I’ve been looking at a lot of application SQL this week with the hope of getting some easy changes done to boost performance. I go about this by looking at where the time is going and seeing what can be done to fix that problem. A few of the problematic SQLs follow the pattern of
optimizer_mode=first_rows_10
select *
from main_table m
join lookup_table l1
on ...
join lookup_table l2
on ...
join lookup_table l3
on ...
where m.slightly_selective = :blah1
and m.not_at_all_selective_but_neccessary = :blah2
order by m.some_date , m.primary_key
i.e find some rows that you care about, join them to a lot of other tables to fill out some data, return the earliest 10 rows (by ordering against the main table columns only and only fetching 10 results).

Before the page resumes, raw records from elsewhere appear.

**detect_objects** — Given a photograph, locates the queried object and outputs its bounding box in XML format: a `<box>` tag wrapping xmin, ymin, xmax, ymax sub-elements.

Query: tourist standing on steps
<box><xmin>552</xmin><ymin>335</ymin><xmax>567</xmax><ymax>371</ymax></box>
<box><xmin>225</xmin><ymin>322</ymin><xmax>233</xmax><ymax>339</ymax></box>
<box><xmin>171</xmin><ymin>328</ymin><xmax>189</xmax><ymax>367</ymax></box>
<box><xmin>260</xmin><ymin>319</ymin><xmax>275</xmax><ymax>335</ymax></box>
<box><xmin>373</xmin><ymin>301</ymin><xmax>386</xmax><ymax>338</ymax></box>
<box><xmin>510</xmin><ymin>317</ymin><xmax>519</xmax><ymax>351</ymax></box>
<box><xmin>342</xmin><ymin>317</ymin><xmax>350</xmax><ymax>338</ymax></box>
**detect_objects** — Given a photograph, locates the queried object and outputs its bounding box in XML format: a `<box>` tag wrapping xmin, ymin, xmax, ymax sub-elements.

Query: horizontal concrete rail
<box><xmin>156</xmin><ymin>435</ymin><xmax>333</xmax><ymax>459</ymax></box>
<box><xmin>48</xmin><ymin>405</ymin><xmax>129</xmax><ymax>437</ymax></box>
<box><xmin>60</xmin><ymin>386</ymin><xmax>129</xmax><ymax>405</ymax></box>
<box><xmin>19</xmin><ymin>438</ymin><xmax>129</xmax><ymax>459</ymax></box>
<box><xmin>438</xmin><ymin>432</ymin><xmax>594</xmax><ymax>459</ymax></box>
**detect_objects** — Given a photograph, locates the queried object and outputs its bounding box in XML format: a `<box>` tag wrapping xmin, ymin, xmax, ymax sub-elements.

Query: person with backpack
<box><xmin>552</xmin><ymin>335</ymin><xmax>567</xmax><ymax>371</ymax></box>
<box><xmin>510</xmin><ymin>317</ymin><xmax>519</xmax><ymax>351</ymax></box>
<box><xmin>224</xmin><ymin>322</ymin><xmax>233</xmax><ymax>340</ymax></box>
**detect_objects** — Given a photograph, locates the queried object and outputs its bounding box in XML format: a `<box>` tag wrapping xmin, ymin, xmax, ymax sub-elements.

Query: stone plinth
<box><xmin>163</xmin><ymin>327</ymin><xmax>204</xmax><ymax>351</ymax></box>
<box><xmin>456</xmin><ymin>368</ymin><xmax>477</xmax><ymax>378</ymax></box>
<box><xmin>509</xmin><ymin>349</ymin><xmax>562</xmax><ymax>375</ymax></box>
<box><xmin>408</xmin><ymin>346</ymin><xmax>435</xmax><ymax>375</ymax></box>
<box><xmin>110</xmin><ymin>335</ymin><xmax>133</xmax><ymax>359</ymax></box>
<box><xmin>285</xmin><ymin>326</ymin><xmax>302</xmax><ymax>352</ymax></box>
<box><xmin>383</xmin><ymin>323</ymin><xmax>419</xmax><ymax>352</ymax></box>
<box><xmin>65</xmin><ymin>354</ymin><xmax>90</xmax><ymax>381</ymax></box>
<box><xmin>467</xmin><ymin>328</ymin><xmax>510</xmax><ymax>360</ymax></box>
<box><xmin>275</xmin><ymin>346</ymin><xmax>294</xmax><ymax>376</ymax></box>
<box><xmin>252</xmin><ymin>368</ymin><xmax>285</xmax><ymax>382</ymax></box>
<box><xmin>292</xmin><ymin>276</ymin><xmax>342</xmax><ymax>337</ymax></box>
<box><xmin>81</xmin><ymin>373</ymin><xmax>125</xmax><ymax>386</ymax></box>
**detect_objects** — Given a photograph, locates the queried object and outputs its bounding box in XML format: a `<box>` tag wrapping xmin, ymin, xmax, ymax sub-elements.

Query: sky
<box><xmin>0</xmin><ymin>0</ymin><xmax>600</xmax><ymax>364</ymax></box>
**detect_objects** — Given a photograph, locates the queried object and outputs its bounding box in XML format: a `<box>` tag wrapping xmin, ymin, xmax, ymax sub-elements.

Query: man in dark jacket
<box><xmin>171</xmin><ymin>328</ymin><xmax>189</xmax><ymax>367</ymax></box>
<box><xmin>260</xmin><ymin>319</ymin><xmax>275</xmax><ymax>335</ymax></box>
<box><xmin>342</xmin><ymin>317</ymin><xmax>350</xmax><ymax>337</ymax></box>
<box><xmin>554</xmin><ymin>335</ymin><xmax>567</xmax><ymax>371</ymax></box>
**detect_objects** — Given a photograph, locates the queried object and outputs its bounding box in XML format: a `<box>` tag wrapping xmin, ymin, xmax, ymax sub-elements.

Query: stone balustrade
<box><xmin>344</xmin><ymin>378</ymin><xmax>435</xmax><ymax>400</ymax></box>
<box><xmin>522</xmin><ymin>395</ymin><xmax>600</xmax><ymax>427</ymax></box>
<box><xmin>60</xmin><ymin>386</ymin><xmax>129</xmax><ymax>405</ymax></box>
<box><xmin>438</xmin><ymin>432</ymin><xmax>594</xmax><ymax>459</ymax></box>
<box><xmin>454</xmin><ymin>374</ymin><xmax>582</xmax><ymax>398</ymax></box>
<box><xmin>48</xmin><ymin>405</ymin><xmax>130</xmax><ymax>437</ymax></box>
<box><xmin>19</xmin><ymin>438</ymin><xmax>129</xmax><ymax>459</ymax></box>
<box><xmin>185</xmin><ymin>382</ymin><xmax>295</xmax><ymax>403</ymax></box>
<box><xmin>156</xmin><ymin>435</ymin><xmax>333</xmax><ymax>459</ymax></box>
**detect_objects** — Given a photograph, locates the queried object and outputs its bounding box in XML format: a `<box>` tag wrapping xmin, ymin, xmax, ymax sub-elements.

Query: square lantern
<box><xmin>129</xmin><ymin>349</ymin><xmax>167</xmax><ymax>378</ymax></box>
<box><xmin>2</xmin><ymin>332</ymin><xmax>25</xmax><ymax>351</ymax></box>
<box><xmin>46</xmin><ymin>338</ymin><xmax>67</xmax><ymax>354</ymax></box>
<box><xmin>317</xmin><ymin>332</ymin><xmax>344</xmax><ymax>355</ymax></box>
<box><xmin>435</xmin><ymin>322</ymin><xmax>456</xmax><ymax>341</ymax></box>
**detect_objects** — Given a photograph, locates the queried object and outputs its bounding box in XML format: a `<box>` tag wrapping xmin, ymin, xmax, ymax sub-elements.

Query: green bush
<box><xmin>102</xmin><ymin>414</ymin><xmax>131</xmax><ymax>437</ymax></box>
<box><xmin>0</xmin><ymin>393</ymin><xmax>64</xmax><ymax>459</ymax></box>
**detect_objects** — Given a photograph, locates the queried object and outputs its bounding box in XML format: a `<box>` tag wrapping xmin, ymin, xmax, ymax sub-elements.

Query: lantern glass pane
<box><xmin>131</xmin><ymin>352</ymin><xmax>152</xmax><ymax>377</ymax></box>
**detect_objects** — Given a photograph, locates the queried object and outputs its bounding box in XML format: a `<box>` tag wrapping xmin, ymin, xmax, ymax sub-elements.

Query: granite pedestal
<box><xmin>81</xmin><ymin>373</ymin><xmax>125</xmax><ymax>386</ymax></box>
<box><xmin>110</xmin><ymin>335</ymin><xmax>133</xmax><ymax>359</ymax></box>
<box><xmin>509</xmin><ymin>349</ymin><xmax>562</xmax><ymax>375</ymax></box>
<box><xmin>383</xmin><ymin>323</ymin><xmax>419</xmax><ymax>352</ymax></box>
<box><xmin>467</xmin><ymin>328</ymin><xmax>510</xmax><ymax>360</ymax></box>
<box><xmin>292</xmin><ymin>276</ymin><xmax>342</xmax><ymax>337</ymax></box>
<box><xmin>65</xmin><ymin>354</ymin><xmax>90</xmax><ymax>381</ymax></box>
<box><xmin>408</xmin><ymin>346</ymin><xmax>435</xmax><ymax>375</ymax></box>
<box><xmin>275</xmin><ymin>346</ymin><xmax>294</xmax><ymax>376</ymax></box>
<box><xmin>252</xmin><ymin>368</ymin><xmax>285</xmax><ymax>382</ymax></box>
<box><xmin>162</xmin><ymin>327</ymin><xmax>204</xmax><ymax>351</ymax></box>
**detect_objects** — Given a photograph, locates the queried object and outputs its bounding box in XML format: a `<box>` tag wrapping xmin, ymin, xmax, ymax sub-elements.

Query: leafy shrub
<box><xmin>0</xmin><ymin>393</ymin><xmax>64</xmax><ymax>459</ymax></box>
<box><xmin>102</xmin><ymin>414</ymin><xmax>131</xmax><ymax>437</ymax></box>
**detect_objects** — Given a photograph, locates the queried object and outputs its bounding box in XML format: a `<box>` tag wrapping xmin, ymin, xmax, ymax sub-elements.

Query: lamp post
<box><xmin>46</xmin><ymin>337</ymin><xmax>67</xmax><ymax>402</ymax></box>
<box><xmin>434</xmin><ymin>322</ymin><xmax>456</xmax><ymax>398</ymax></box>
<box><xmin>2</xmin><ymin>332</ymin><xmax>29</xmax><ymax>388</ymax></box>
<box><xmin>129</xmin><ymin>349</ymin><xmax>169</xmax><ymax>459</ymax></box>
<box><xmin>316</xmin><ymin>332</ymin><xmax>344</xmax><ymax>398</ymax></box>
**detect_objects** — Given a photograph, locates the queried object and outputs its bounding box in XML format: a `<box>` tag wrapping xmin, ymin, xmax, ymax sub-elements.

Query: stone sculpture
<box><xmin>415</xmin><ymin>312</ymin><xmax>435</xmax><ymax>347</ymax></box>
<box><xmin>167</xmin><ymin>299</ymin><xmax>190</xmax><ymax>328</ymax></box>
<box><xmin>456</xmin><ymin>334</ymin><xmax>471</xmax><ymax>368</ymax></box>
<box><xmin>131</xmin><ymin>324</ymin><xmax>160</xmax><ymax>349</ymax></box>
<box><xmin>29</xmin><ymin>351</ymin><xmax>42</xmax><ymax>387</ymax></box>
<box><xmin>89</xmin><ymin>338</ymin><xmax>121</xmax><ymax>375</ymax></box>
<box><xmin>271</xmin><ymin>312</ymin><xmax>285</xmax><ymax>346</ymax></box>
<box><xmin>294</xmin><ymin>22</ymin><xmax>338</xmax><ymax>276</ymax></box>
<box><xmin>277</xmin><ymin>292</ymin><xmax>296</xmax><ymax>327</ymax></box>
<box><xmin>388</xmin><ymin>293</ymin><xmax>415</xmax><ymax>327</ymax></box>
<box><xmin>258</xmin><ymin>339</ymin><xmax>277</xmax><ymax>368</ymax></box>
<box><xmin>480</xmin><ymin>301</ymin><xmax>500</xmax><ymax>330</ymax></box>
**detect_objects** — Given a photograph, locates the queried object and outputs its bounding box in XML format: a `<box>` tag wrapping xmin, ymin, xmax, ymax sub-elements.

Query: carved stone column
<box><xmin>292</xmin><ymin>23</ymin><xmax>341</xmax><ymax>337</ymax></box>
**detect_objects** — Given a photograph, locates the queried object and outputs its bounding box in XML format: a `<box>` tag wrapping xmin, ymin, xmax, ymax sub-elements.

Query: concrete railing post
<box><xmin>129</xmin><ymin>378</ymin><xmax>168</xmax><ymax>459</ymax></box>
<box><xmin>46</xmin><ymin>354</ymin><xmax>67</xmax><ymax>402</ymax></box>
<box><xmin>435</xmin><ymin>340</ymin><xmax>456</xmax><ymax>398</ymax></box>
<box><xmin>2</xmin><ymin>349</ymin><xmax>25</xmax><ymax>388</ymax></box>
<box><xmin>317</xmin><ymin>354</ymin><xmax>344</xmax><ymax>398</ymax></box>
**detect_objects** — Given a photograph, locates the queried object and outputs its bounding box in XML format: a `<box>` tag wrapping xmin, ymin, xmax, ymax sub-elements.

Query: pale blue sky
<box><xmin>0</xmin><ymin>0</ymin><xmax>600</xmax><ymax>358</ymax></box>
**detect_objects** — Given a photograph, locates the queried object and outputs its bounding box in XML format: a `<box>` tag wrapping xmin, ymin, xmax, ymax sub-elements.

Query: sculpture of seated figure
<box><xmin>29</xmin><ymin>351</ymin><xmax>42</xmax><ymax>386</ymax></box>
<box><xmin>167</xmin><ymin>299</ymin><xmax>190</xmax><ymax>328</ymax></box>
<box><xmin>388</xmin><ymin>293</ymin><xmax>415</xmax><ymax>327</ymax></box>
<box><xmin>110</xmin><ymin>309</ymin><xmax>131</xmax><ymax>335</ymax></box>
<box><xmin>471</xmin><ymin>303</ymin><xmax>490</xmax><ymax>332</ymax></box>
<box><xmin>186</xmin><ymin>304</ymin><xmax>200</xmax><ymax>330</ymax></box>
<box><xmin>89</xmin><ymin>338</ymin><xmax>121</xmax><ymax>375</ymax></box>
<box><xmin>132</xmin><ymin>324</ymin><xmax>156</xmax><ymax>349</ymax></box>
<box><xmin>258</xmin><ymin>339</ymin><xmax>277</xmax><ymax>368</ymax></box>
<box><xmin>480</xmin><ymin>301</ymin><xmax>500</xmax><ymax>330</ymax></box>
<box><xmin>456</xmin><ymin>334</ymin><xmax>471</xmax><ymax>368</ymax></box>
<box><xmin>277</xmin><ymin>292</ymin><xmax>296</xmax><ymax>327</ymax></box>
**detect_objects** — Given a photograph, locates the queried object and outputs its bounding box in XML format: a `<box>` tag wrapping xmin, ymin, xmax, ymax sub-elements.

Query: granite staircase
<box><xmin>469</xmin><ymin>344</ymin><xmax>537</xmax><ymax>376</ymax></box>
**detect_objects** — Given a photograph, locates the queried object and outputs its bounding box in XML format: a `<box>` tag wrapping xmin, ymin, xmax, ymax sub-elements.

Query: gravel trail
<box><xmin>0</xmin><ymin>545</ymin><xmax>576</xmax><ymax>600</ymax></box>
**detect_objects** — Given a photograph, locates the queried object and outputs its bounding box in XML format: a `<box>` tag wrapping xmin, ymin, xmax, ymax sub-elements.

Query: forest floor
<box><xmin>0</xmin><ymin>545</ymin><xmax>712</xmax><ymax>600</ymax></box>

If you have an index which covers your main filter columns and the order by clause then you can end up with a nice first rows plan which loops through the rows ordered as desired and stops when it gets 10 results. If you don’t have that index then you will end up having to visit all the rows that match the predicates, join them all to the lookup tables and then sort them and then take the first 10 rows. I aim to improve this scenario without having to add indexes to cover all of your order by conditions.
Problem Demo
First we set up some tables
create table big_table as select * from all_objects;
create table big_table_2 as select * from big_table;
create index big_idx_perfect on big_table (object_type,object_name,object_id);
create unique index big2_idx1 on big_table_2 (object_id);
Our query will be
select *
from big_table t1
join big_table_2 t2
on t1.object_id = t2.object_id
where t1.object_type ='TABLE'
order by t1.object_name, t1.object_id
We’ve got an index which covers both our filter and the order by columns in the right order, so the explain plan we get is
-------------------------------------------------------------------------------------------------
| Id | Operation | Name | Rows | Bytes | Cost (%CPU)| Time |
-------------------------------------------------------------------------------------------------
| 0 | SELECT STATEMENT | | 11 | 2948 | 19 (0)| 00:00:01 |
| 1 | NESTED LOOPS | | 11 | 2948 | 19 (0)| 00:00:01 |
| 2 | NESTED LOOPS | | 11 | 2948 | 19 (0)| 00:00:01 |
| 3 | TABLE ACCESS BY INDEX ROWID| BIG_TABLE | 1918 | 250K| 8 (0)| 00:00:01 |
|* 4 | INDEX RANGE SCAN | BIG_IDX_PERFECT | 11 | | 3 (0)| 00:00:01 |
|* 5 | INDEX UNIQUE SCAN | BIG2_IDX1 | 1 | | 0 (0)| 00:00:01 |
| 6 | TABLE ACCESS BY INDEX ROWID | BIG_TABLE_2 | 1 | 134 | 1 (0)| 00:00:01 |
-------------------------------------------------------------------------------------------------
Predicate Information (identified by operation id):
---------------------------------------------------
4 - access("T1"."OBJECT_TYPE"='TABLE')
5 - access("T1"."OBJECT_ID"="T2"."OBJECT_ID")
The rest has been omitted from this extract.